Long distance relationships might not work for everyone, but Great Britain’s world and Paralympic silver medallist Dan Greaves hopes his recent decision to train under the guidance of US-based coach John Godina will take him to the top of the world.

In early August, the 32-year-old Paralympic F44 discus thrower revealed that he and his coach of 19 years, Jim Edwards, were no longer working together. The Loughborough-based athlete needed to find a new coach – and borders and time zones did not limit him.

Greaves joined forces with Godina, the former Olympic medallist and three time world shot put champion who heads up the Altis training centre from his base in the USA. In keeping with 21st century technology, they rely simply on an iPad to keep in touch.

“We do everything via Facetime on the iPad,” explained Greaves. “While coach is having his breakfast at 06.30, I’m throwing at 14.30, and it actually works really well. We’ve got a Bluetooth speaker set up so I can hear him and everything – it’s basically like he’s there.

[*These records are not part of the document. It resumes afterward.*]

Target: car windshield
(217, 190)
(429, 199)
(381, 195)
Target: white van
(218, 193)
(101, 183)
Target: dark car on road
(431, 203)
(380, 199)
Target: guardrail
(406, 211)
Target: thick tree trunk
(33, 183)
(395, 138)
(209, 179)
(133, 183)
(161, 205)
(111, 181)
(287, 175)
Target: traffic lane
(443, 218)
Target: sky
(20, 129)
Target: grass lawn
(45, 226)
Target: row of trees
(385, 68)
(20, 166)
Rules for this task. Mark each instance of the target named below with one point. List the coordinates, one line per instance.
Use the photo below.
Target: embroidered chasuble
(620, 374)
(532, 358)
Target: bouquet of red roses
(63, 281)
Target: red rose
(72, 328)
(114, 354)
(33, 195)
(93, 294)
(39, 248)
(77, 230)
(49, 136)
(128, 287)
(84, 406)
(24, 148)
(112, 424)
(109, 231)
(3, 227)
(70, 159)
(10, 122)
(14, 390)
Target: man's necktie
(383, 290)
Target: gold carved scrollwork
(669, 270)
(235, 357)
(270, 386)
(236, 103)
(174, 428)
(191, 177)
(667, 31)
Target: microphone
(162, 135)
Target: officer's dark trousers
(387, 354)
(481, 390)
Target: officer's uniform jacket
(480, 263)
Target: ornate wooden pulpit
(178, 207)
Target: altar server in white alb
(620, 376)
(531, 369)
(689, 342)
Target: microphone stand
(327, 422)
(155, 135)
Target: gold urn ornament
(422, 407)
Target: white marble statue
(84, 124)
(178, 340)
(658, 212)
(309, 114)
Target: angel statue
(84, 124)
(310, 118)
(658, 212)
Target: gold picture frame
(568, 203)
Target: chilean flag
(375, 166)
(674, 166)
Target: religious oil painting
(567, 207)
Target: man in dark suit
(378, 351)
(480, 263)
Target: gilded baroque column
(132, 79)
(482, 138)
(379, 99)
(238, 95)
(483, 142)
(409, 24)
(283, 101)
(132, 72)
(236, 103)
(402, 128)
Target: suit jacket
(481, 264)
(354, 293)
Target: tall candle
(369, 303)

“Technology makes it so much easier because if we didn’t have that link up then I’d have to go and be based out there full-time. We were a bit curious at first as to how it would work, but it’s actually working out really well.”

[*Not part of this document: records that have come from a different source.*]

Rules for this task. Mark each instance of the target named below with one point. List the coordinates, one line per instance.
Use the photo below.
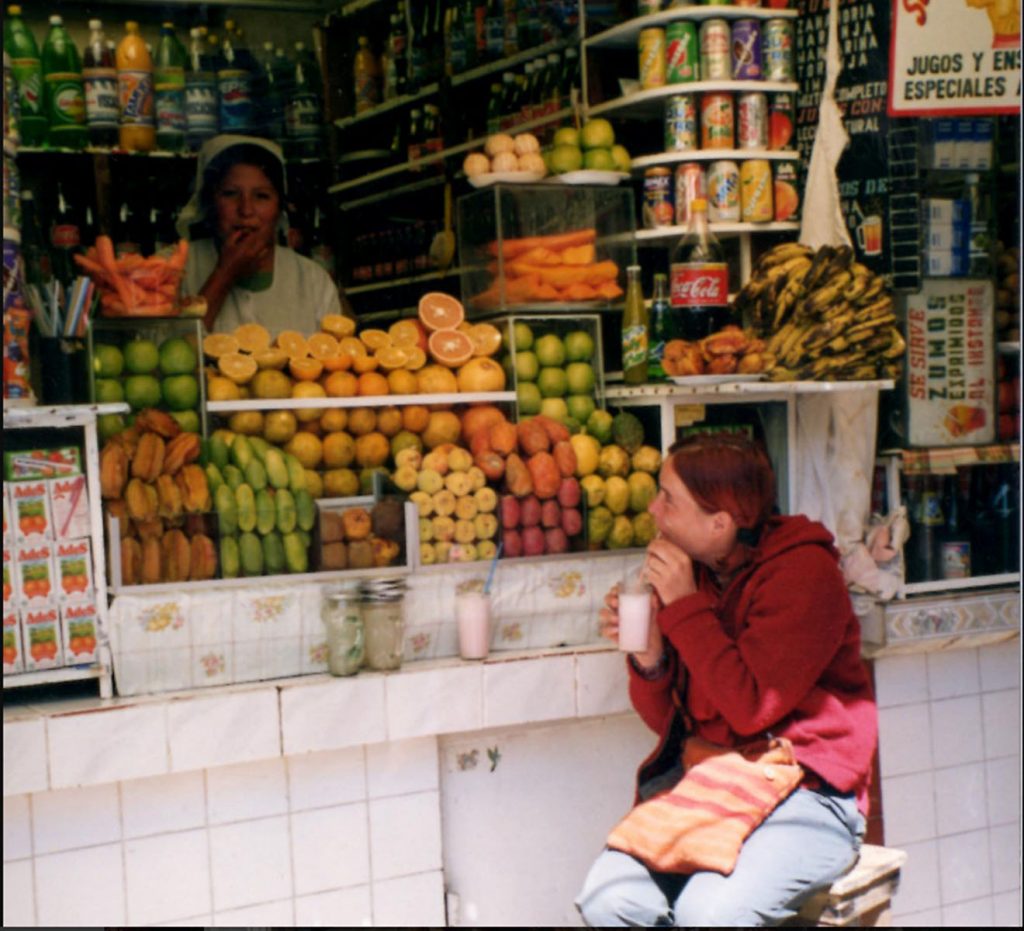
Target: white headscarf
(194, 212)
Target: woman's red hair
(727, 472)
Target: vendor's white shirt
(300, 294)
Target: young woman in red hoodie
(756, 631)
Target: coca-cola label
(699, 285)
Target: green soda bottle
(169, 84)
(64, 93)
(20, 46)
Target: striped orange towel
(702, 821)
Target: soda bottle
(699, 279)
(62, 90)
(100, 79)
(659, 329)
(25, 61)
(169, 85)
(634, 331)
(138, 131)
(202, 117)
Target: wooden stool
(859, 898)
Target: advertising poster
(949, 373)
(955, 57)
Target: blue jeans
(807, 842)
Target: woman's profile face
(247, 201)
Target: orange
(252, 337)
(373, 384)
(293, 342)
(391, 357)
(341, 384)
(486, 339)
(322, 345)
(375, 339)
(217, 344)
(305, 369)
(338, 325)
(451, 347)
(237, 367)
(440, 311)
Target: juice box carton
(31, 505)
(41, 637)
(79, 623)
(35, 574)
(13, 661)
(70, 507)
(24, 465)
(73, 569)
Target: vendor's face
(247, 201)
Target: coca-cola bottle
(699, 279)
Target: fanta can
(137, 123)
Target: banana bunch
(822, 315)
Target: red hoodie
(777, 650)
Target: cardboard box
(27, 465)
(31, 511)
(73, 569)
(70, 507)
(41, 637)
(79, 625)
(13, 661)
(35, 574)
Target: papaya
(287, 516)
(245, 500)
(296, 555)
(251, 554)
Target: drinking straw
(494, 565)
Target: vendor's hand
(608, 617)
(670, 570)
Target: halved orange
(440, 311)
(305, 369)
(293, 342)
(252, 337)
(217, 344)
(391, 357)
(338, 325)
(486, 339)
(322, 345)
(451, 347)
(237, 367)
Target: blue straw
(494, 565)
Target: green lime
(141, 391)
(108, 361)
(180, 392)
(141, 356)
(177, 356)
(109, 391)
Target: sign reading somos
(955, 57)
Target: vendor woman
(236, 220)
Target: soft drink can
(780, 114)
(753, 121)
(717, 122)
(690, 183)
(756, 192)
(786, 192)
(745, 50)
(716, 64)
(776, 46)
(657, 209)
(652, 65)
(683, 60)
(681, 132)
(723, 193)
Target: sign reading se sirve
(955, 57)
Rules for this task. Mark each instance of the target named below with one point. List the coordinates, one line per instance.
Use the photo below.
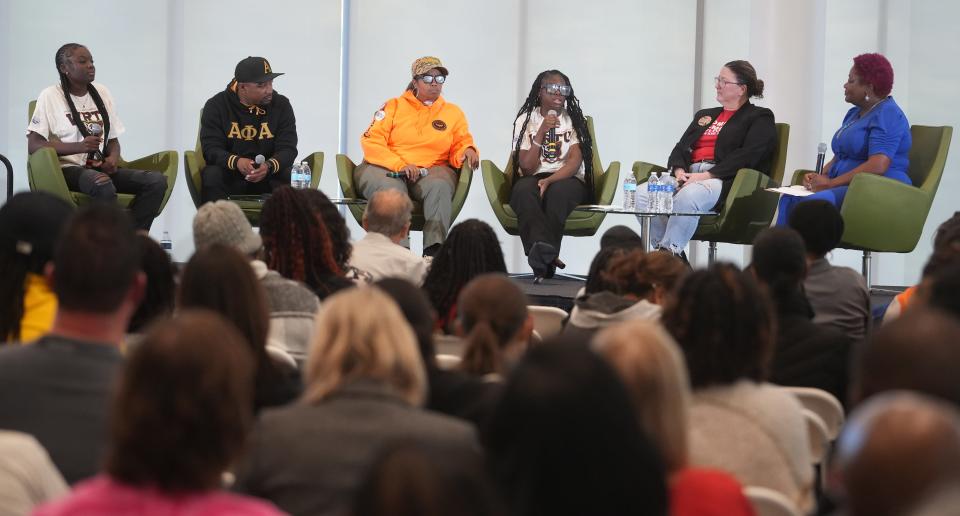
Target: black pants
(147, 186)
(542, 220)
(219, 182)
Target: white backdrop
(633, 64)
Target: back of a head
(779, 260)
(388, 212)
(183, 408)
(491, 310)
(918, 351)
(819, 224)
(651, 366)
(896, 449)
(96, 260)
(415, 306)
(158, 298)
(564, 440)
(361, 335)
(411, 480)
(219, 278)
(639, 274)
(30, 224)
(724, 323)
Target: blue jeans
(674, 233)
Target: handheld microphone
(821, 154)
(95, 155)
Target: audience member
(297, 243)
(564, 439)
(292, 305)
(365, 383)
(58, 389)
(27, 475)
(724, 323)
(470, 250)
(161, 292)
(806, 354)
(838, 296)
(30, 223)
(916, 352)
(651, 366)
(407, 480)
(450, 392)
(495, 325)
(180, 418)
(896, 449)
(380, 253)
(218, 278)
(635, 285)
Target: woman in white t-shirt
(89, 162)
(552, 166)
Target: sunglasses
(430, 79)
(558, 89)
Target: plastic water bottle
(669, 186)
(653, 193)
(166, 243)
(629, 192)
(306, 175)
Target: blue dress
(883, 130)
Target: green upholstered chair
(346, 166)
(44, 173)
(884, 215)
(499, 185)
(193, 163)
(748, 208)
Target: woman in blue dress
(873, 139)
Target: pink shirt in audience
(103, 496)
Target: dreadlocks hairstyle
(572, 105)
(471, 249)
(60, 59)
(297, 243)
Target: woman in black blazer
(719, 142)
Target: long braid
(471, 249)
(60, 59)
(579, 125)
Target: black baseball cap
(254, 69)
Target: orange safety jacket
(405, 131)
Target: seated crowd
(293, 370)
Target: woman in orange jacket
(416, 143)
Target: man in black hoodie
(246, 120)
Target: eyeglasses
(429, 79)
(720, 81)
(558, 89)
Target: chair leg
(867, 268)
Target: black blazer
(747, 140)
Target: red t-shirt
(703, 148)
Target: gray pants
(434, 191)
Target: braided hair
(60, 59)
(297, 243)
(572, 104)
(470, 250)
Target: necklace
(858, 117)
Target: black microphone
(821, 154)
(95, 155)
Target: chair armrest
(883, 214)
(608, 183)
(642, 170)
(315, 160)
(44, 167)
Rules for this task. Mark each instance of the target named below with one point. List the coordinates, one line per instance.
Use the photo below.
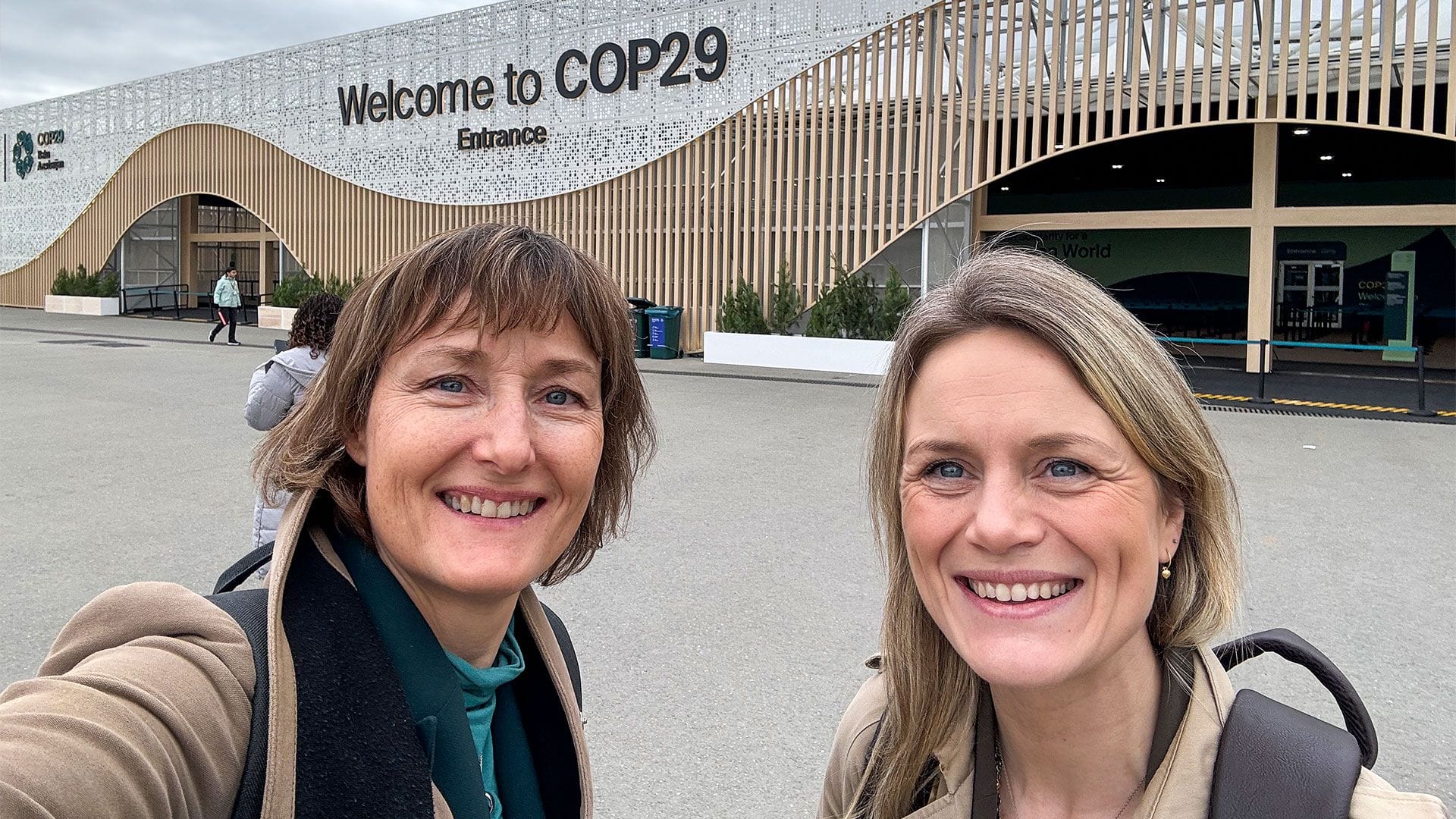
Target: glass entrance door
(1310, 297)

Expectations are rightly high for the Briton, who enjoyed a successful season in 2014, winning discus F42/44 gold at the Commonwealth Games, then weeks later the European title – clinched with a new personal best and world lead throw of 62.34m.

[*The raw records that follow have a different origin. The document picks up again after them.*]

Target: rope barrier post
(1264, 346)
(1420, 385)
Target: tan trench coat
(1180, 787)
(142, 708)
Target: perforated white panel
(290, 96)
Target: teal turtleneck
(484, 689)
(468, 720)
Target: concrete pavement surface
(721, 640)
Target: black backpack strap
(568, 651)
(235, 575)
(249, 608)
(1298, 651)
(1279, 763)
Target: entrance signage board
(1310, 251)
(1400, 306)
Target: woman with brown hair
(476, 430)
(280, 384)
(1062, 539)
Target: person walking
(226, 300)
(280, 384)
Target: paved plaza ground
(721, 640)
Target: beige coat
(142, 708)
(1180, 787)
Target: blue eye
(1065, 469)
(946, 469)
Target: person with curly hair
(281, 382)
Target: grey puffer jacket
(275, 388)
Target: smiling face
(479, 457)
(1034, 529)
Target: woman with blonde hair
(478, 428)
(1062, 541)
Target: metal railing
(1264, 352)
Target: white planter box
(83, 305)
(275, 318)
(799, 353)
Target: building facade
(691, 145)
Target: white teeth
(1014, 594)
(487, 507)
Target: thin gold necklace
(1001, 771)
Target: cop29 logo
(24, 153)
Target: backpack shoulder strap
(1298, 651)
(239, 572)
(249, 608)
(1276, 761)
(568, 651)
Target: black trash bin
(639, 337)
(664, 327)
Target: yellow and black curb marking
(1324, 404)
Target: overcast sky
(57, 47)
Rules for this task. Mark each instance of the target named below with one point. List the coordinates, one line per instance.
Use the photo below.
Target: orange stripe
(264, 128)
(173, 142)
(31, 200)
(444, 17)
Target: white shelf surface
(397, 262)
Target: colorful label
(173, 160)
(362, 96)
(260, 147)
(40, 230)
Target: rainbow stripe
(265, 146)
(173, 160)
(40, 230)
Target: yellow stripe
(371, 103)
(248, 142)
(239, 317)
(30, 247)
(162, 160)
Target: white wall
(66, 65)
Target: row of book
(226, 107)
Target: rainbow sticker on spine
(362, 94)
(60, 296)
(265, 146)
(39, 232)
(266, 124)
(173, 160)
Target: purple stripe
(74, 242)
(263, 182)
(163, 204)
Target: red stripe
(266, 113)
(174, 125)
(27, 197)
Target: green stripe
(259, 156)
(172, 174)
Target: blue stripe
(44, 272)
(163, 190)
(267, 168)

This year looked to be starting well too, as Greaves managed his best ever season opener, throwing 59.44m in San Diego in April.

Injury niggles meant he was forced to withdraw from July’s IPC Athletics Grand Prix Final, but now Greaves believes that, with his new coaching set up around him, he is ready to throw even further.

“I’m hoping that (Godina’s) insight not only as an ex-world class athlete but also now as a world class coach will just have a massive effect on me and my dream to throw over 65 metres and try and push the boundaries of Paralympic sport,” said Greaves, who won world discus F44 gold in 2006 and 2011.

“I haven’t got a long shelf life left as a Paralympian - Rio 2016 will be my fifth Paralympics – so I want to go out with a bang and make history, and I believe that John can take me there.”

First, Greaves will have to get the better of both old and new rivals. While the USA’s reigning world and Paralympic champion Jeremy Campbell has been a thorn in his side since winning Paralympic gold in 2008, Trinidad & Tobago’s recently crowned Parapan Games champion Akeem Stewart provides fresh opposition.

Stewart, an F43 thrower, set a new world record of 63.03m to take gold at the Parapan Games in Canada earlier this month, but Greaves doesn’t let that phase him.

“Me and Jeremy have had a battle over the years to bring it up to 60-62 metre throwing, and for someone else to be in the mix as well it makes the discus very exciting.

“I didn’t know much about (Stewart), or where he’s come from or what he’s done, but it’s very impressive; it’ll just be a case of seeing what he’s like under pressure at a championships.

“I hope we can put on a good show for the crowds and have at least three guys over 60 metres – it just shows how effective we’ve been in developing Paralympic sport.”

As for that 63.03 metre mark, Greaves believes it is well within his reach, while his vast experience on the international stage serves him well.

“I’m always one to be in the best shape of my life when it comes to championships, so I’m going to take great confidence out of last year as well as the things we are working on in the circle.

“I know I’ve got the capability of throwing that distance – 64 metres in my mind isn’t too far off, so we just have to keep focusing on what we can do.”

And despite the recent major changes to his training set up, Greaves remains confident of success at the forthcoming IPC Athletics World Championships, which take place in less than eight weeks’ time.

“I know what it takes to win a world title,” he said. “Everything is going to plan towards October.”

Greaves will be one of 1,400 athletes from 100 countries competing at the Doha 2015 IPC Athletics World Championships between 22-31 October.